Haragano, O Etéreo in Nos Caminhos da Flor
(Gil Saraiva)
XII
"QUEM..."
Quem
Tem na esperança
O sussurrar cálido das marés?
Quem
Encontra no próprio reflexo a alegria
De vivo se sentir com confiança?
Quem
Procura sempre o impossível
Sem temer ou mesmo desistir...?
Quem
Sente o nascer do Sol
No crepúsculo insustentável da madrugada?
Quem
Reconhece ser seu o Vagabundo
Perdido nos Limbos pela busca?
Quem
Vê o Haragano na bruma
E lhe reconhece os traços do Éter?
Um só alguém!...
E esse quem
Não tem o que temer,
Por que tremer,
Pois brilha mais alto,
Mais forte e mais além...!
E luta, como luta mais ninguém,
Mesmo na mais temível escuridão,
Acabando por encontrar, por conquistar,
E por sorrir, enfim, ao ver no espelho
A imagem refletora de um futuro
Que em cada segundo se torna presente...!
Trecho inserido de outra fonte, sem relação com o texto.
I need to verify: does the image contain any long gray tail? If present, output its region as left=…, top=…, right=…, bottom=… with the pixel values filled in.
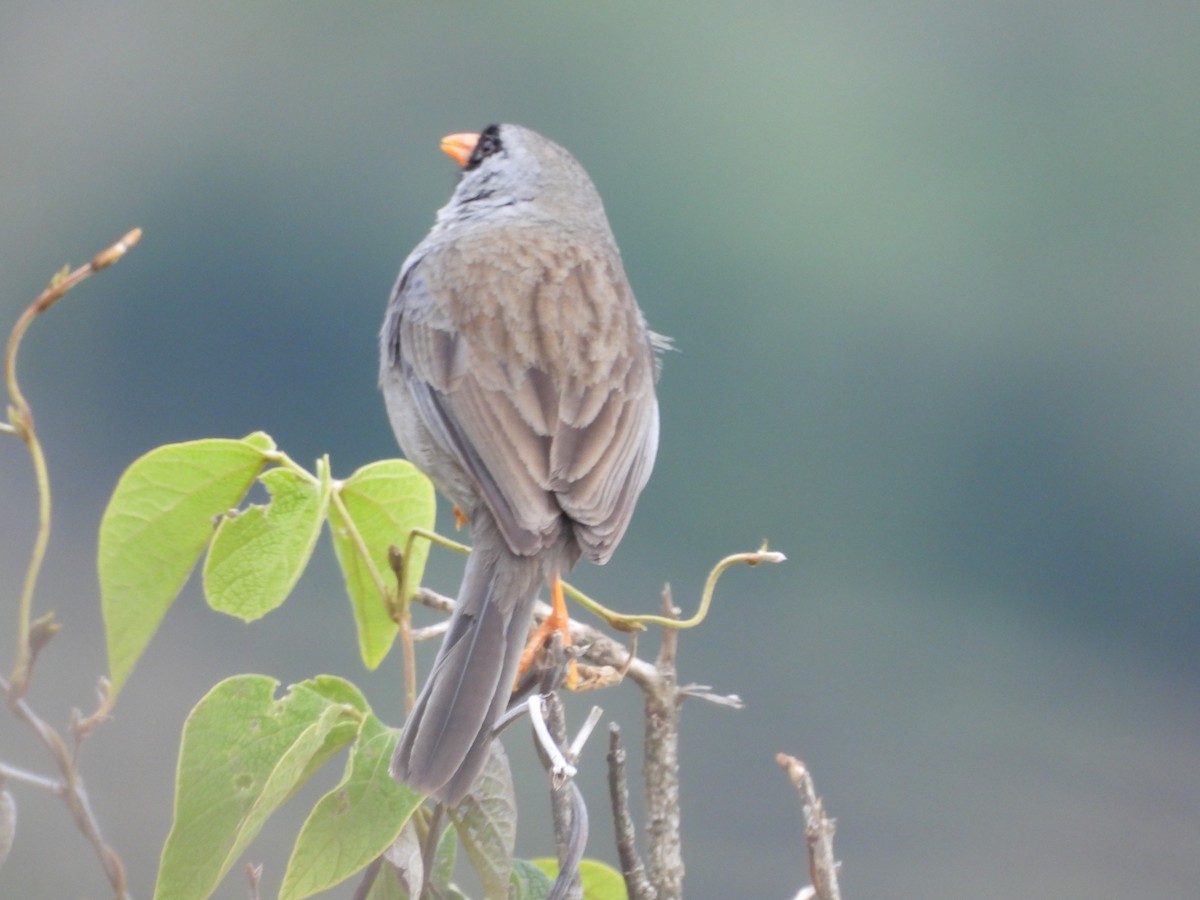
left=391, top=512, right=542, bottom=805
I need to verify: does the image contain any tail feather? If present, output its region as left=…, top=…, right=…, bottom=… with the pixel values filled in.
left=391, top=527, right=542, bottom=804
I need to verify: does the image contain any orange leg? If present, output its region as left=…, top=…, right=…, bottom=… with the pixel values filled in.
left=517, top=575, right=580, bottom=690
left=454, top=503, right=470, bottom=532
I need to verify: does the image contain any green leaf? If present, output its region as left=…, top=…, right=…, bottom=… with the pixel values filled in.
left=430, top=824, right=458, bottom=890
left=446, top=740, right=517, bottom=900
left=98, top=432, right=274, bottom=695
left=354, top=858, right=409, bottom=900
left=204, top=468, right=329, bottom=622
left=329, top=460, right=437, bottom=670
left=529, top=857, right=629, bottom=900
left=509, top=859, right=558, bottom=900
left=280, top=713, right=425, bottom=900
left=155, top=674, right=370, bottom=900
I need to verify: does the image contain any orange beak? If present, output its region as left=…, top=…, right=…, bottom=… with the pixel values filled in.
left=442, top=133, right=479, bottom=166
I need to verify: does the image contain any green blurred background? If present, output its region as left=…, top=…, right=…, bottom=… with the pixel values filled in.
left=0, top=0, right=1200, bottom=900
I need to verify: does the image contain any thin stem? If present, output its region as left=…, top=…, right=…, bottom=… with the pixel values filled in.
left=4, top=228, right=142, bottom=704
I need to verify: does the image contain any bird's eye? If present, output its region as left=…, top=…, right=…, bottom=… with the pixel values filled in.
left=466, top=125, right=504, bottom=172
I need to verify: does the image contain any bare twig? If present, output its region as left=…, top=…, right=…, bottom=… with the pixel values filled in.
left=4, top=228, right=142, bottom=703
left=608, top=722, right=658, bottom=900
left=642, top=584, right=684, bottom=900
left=0, top=228, right=142, bottom=898
left=0, top=678, right=128, bottom=900
left=775, top=754, right=841, bottom=900
left=246, top=863, right=263, bottom=900
left=542, top=696, right=588, bottom=900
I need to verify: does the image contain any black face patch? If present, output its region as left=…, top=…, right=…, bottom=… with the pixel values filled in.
left=463, top=125, right=504, bottom=172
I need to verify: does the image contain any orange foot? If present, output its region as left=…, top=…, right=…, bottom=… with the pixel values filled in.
left=517, top=575, right=580, bottom=690
left=454, top=503, right=470, bottom=532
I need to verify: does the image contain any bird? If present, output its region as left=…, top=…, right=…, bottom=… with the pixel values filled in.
left=379, top=125, right=667, bottom=805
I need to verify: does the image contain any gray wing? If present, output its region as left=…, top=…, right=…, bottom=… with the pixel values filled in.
left=385, top=234, right=658, bottom=562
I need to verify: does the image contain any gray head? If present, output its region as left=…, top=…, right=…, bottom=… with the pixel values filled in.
left=438, top=125, right=607, bottom=227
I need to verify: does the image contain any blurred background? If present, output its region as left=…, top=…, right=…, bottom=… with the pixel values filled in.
left=0, top=0, right=1200, bottom=900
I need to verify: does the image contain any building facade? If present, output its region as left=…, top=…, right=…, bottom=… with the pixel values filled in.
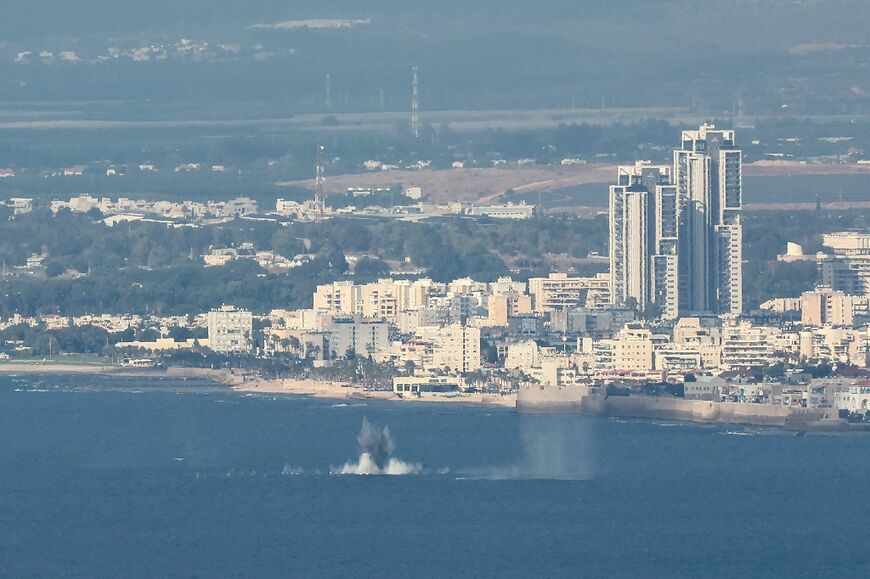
left=208, top=305, right=254, bottom=352
left=610, top=125, right=743, bottom=319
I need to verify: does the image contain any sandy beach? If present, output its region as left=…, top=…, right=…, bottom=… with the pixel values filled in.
left=0, top=362, right=517, bottom=408
left=232, top=379, right=517, bottom=408
left=0, top=362, right=155, bottom=376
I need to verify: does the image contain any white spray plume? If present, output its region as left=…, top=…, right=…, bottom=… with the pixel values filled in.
left=333, top=418, right=423, bottom=475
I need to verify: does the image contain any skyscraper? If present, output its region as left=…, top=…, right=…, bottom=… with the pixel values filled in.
left=610, top=161, right=678, bottom=318
left=674, top=125, right=743, bottom=315
left=610, top=125, right=743, bottom=319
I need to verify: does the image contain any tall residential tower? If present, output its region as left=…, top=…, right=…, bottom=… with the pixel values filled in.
left=610, top=125, right=743, bottom=319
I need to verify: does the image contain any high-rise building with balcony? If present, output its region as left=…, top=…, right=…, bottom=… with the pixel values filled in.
left=610, top=125, right=743, bottom=319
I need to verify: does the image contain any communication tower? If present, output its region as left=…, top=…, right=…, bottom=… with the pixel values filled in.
left=314, top=145, right=326, bottom=221
left=411, top=66, right=420, bottom=139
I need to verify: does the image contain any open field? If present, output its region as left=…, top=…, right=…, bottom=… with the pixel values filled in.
left=280, top=161, right=870, bottom=208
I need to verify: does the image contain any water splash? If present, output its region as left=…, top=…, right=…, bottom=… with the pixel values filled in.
left=332, top=418, right=423, bottom=476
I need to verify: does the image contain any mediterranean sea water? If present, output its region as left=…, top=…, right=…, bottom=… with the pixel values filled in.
left=0, top=376, right=870, bottom=577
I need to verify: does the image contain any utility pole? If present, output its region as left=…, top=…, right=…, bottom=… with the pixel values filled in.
left=314, top=145, right=326, bottom=221
left=411, top=66, right=420, bottom=139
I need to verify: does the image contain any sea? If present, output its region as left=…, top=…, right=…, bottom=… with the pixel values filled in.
left=0, top=375, right=870, bottom=578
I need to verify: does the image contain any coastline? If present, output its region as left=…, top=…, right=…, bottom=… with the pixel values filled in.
left=230, top=376, right=517, bottom=408
left=0, top=362, right=517, bottom=408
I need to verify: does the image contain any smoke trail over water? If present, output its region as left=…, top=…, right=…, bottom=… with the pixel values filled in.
left=333, top=418, right=423, bottom=475
left=467, top=415, right=595, bottom=480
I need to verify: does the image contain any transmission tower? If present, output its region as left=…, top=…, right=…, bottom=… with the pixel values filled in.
left=314, top=145, right=326, bottom=221
left=411, top=66, right=420, bottom=139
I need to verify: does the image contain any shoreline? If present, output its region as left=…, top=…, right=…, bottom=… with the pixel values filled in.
left=230, top=376, right=517, bottom=408
left=0, top=362, right=517, bottom=408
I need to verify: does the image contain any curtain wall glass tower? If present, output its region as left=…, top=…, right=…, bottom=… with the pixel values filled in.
left=610, top=125, right=743, bottom=319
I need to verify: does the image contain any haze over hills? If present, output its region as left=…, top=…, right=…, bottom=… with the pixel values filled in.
left=0, top=0, right=870, bottom=114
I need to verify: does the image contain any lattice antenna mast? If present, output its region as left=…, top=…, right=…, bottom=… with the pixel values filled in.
left=314, top=145, right=326, bottom=221
left=411, top=66, right=420, bottom=139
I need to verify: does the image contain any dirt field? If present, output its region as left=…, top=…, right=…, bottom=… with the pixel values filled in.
left=283, top=161, right=870, bottom=214
left=286, top=165, right=616, bottom=203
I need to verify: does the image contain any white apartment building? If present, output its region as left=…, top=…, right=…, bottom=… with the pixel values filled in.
left=529, top=273, right=610, bottom=313
left=208, top=305, right=254, bottom=352
left=417, top=324, right=481, bottom=374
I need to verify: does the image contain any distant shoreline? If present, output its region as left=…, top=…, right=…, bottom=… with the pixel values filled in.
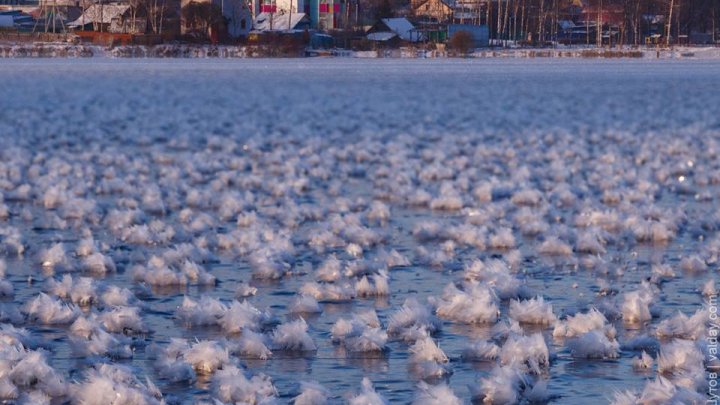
left=0, top=42, right=720, bottom=59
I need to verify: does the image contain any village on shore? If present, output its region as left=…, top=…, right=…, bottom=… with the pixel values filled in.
left=0, top=0, right=720, bottom=58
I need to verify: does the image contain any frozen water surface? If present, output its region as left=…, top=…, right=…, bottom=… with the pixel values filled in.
left=0, top=59, right=720, bottom=404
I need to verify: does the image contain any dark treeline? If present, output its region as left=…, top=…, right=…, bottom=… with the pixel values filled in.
left=359, top=0, right=720, bottom=45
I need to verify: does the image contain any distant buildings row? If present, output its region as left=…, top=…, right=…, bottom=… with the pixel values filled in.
left=0, top=0, right=720, bottom=46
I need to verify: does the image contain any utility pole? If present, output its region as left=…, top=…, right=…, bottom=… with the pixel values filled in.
left=595, top=0, right=602, bottom=48
left=665, top=0, right=675, bottom=47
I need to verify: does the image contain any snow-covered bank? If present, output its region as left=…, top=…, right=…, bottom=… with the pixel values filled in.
left=0, top=42, right=720, bottom=59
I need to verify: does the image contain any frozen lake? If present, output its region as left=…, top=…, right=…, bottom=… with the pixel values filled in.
left=0, top=59, right=720, bottom=404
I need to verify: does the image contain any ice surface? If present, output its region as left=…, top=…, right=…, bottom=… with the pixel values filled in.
left=0, top=59, right=720, bottom=404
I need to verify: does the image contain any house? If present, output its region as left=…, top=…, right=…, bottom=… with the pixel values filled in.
left=253, top=12, right=310, bottom=31
left=448, top=24, right=490, bottom=48
left=67, top=3, right=147, bottom=34
left=180, top=0, right=253, bottom=38
left=252, top=0, right=347, bottom=30
left=0, top=10, right=35, bottom=31
left=366, top=17, right=425, bottom=42
left=410, top=0, right=453, bottom=23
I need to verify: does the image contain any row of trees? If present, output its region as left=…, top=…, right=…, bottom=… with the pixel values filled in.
left=358, top=0, right=720, bottom=45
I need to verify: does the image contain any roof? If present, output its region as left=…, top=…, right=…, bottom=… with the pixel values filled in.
left=412, top=0, right=454, bottom=10
left=253, top=11, right=307, bottom=31
left=67, top=4, right=130, bottom=27
left=558, top=20, right=575, bottom=30
left=367, top=31, right=397, bottom=41
left=0, top=15, right=15, bottom=28
left=382, top=17, right=420, bottom=42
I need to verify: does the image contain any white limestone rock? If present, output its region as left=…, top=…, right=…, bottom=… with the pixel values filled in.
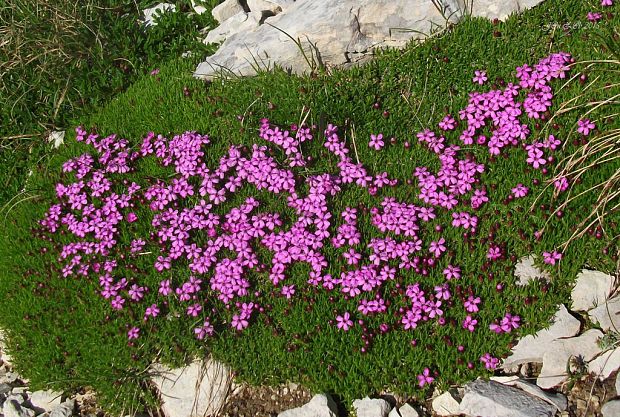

Que em cada “impresente” renasce em saudade!...
Assim...
Todos saberão conhecer o tal de quem,
Que no sussurrar ameno das marés,
Completará um próximo devir,
Com a forma simples de um sorrir...
Mas será realmente que esse quem,
Com a “imatemática” clareza dos sentidos,
Sente, o amor, sem incerteza?
Mesmo sem temer ou desistir?
Talvez...
Quantos ou quantas acharão sinais
E por engano se julgarão escolhidos?
Só quem acreditar que jamais
A ilógica absurda, de um tão grande amor,
Poderia servir de engodo vil
Ganhará a glória terminal!
E esse alguém terá...
No sussurrar cálido das marés,
Na alegria de vivo se sentir,
Na procura impossível sem temer,
No crepúsculo insustentável da madrugada,
No brilho mais alto, mais forte, mais além,
Na busca perdida pelos Limbos,
E na mais temível escuridão,
A taça da vitória conquistada,
A certeza de saber que o quem
É ele ou ela e mais ninguém!
Para mim,
Apenas importa esse meu quem!
E espero meu amor, querida, meu bem,
Que a taça seja eu e ela tua,
Tal como o infinito é mais além,
Tal como da Terra satélite é a Lua...
E só assim,
Por fim,
Na forma de um sorriso, feito belo,
O meu quem se refletirá da cara nua,
Por provir simples, franco, singelo,
Desse amado rosto, dessa face tua!
Haragano, O Etéreo in Achas para um Vagabundo
(Gil Saraiva)
III
"AMAR"
Amar, amar e só amar alguém;
Amar, por toda a vida, eternamente;
Amar, quem só nos ama, loucamente,
Amar, como Florbela... usar também
Por mote um de seus versos, que diz bem:
"Eu quero amar, amar, perdidamente,"
No futuro, passado, no presente,
Amar como eu nunca amei ninguém...
Amar quem nesse amor se adora e ama,
Em chamas de alegria e de calor,
Amar, por quem meu corpo arde, chama;
Chama que arde e dura por amor...
Amar, amar, amar, essa ternura,
Essa mulher que sonho ser loucura...
Haragano, O Etéreo in Terra De Vénus
(Gil Saraiva)
"SELVAGEM"
Passas rebelde, sem olhar ninguém,
Sorris de vida, procuras amor,
Tens a garra e a força do Condor
E duras as palavras para quem
Tenta deter-te a ti, sem vir por bem...
Tens no brilho do olhar um fogo, ardor,
Felino de vontades e fulgor,
Ansioso de ser feliz também...
Amas de coração, sem ser problema,
E não pareces ser essa ternura,
Que ocultas lá no fundo, em forma pura,
Soberana de vida, um diadema!...
Rainha és, num trono de coragem,
Mulher entre as mulheres... mais:... Selvagem!